Donald Trump on Wednesday displayed his essential political character: He is a man apart, rebelling against both the political party he defeated and the one he ostensibly leads.
That positioning, and its appeal to disgruntled voters, helped to secure him the presidency. The question now is whether playing by his own rules will work as well in the White House.
In his first full news conference in almost six months, Trump put his independence and refusal to follow Washington convention on vivid display.
He deepened his public war with the intelligence agencies that in nine days will be among his most important national security guides.
He gratuitously insulted a Republican senator who could prove to be a daunting enemy when it comes to Trump's own goals.
He laid down demands on replacing Obamacare that his party's House and Senate leaders have indicated they can't attain and refused to take steps even many Republicans have said are necessary to limit conflicts between the interests of his business and the United States.
All that comes as Trump wraps up a transition that has achieved some goals but has conspicuously not expanded the political support that was only barely enough to allow him to defeat a polarizing Democratic nominee.

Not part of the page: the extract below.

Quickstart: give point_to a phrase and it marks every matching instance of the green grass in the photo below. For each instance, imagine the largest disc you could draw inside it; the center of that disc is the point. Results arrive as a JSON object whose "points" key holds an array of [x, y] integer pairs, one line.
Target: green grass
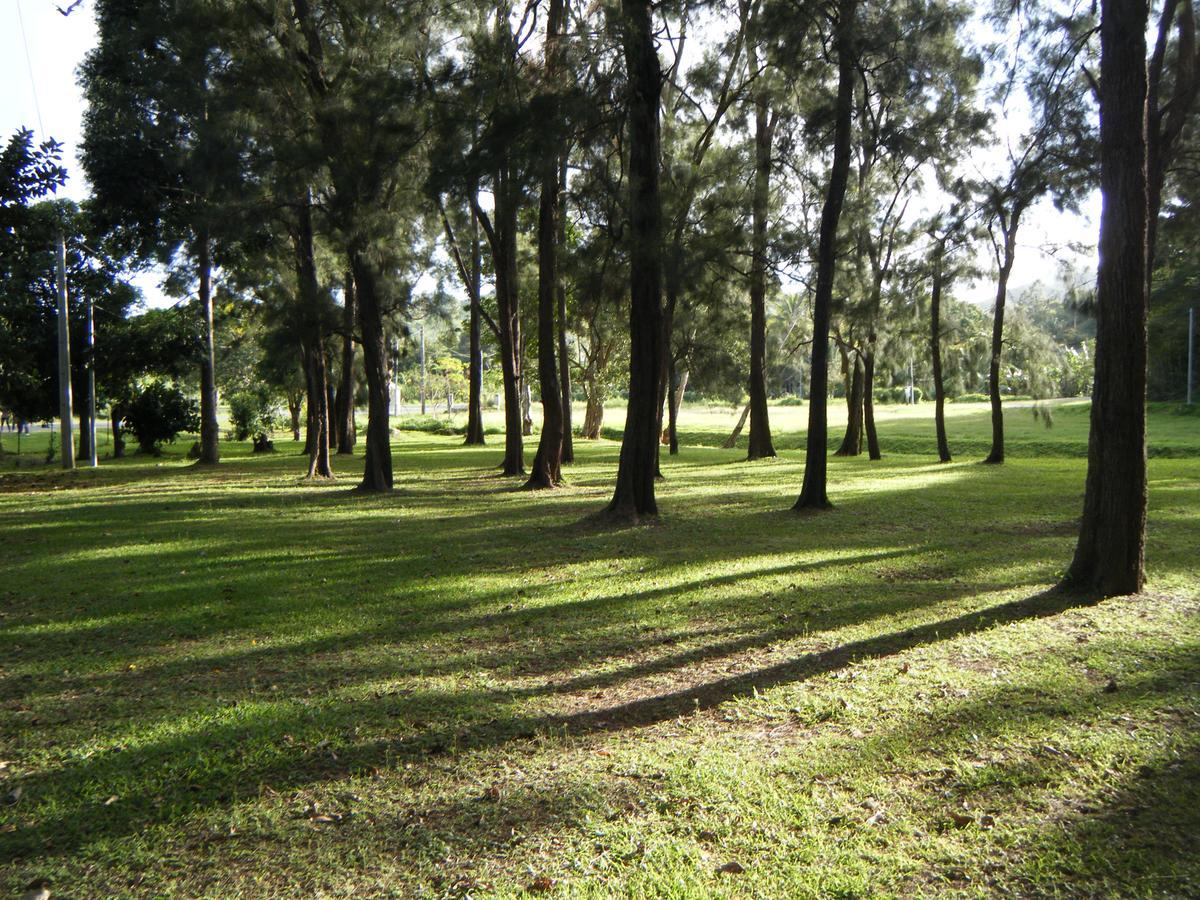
{"points": [[231, 682]]}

He stands to begin his presidency with the lowest poll ratings ever for a newly elected president. Far from using the pre-inauguration honeymoon period to consolidate support, Trump has diminished his standing by some measures.
But if his news conference demonstrated anything, it is that Trump at this point sees no need to change his course.
Most striking was his treatment of the intelligence community, which has aroused Trump's ire with its unanimous declaration that Russia sought to interfere in the November election in order to damage Democrat Hillary Clinton and assist him.